Structural reliability analysis with parametric p-box uncertainties via a Bayesian updating BDRM.

The parametric probability-box model, often abbreviated as "p-box" is frequently used to characterize epistemic uncertainties. However, structural reliability analysis with p-box uncertainties can often be computationally intensive. This paper presents an efficient method to accurately compute the bounds of failure probabilities within this context. The method's key innovation lies in its ability to achieve high efficiency with only a single round of model evaluations. First, the Fractional Exponential Moments-based Maximum Entropy Method (FEM-MEM) with Bivariate Dimension Reduction Method (BDRM) is employed for precise reliability assessment, where a single-round of model evaluations are carried out. Subsequently, Bayesian Updating (BU) is applied to adjust the weights obtained from BDRM in response to changes in input variables, while ensuring the invariance of integration points. Following this adjustment, the FEM-MEM is once again employed to compute the failure probability after the information change, without necessitating additional model evaluations. To compute the bounds of failure probabilities, a Kriging model is employed to construct a surrogate relationship between the interval variables and failure probabilities.

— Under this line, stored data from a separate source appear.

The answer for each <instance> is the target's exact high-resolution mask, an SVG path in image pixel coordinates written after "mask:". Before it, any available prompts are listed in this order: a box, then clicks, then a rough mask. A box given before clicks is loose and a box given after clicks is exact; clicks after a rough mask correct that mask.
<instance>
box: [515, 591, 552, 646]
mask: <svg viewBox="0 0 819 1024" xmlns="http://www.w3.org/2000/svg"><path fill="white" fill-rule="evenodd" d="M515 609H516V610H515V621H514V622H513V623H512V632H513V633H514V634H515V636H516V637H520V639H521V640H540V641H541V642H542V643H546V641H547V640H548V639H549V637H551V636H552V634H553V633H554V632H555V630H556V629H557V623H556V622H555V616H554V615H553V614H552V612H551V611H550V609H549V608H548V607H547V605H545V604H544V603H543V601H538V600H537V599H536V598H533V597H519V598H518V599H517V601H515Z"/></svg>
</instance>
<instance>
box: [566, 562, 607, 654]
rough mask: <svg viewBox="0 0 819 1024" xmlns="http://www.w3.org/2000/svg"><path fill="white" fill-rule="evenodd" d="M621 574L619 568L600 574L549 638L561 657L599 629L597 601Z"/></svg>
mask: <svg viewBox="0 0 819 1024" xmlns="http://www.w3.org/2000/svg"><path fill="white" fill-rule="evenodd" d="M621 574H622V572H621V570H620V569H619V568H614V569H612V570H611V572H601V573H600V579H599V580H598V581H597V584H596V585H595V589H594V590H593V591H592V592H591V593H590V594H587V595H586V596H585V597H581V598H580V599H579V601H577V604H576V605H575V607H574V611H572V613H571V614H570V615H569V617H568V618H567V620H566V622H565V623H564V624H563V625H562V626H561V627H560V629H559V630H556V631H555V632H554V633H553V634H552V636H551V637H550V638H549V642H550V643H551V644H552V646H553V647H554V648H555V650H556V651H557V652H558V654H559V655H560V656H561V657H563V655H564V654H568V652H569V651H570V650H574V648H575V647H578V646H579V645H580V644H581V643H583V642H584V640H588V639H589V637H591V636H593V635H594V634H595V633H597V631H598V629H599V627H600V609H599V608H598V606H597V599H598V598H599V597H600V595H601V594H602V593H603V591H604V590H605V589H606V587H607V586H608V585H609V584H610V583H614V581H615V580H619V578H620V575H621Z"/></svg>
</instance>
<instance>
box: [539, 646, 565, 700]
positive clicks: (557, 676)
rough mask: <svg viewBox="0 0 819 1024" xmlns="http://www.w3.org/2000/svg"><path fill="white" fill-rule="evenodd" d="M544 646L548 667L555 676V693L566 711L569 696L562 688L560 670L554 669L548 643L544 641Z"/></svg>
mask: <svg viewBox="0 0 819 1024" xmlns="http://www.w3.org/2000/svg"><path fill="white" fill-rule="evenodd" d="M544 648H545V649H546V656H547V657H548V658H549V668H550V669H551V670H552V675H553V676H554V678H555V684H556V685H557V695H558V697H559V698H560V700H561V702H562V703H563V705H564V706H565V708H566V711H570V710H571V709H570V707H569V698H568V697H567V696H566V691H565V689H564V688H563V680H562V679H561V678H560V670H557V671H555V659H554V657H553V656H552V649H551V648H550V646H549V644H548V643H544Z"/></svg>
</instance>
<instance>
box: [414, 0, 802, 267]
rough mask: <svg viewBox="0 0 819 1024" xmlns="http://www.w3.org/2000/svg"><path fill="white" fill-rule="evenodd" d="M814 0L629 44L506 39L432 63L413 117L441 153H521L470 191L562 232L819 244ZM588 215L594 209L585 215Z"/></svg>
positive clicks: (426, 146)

The accuracy and efficiency of the proposed method are demonstrated through numerical examples, with comparisons made against pertinent double-loop method. • The weights of BDRM are updated via Bayesian updating with the information change. • The proposed method conduct reliability assessment with only single round of LSF evaluations. • The Kriging model provides accurate upper and lower bounds of reliability index with minimal training data. • The proposed method allows for the robust and accurate results involving p-box uncertainties. [ABSTRACT FROM AUTHOR]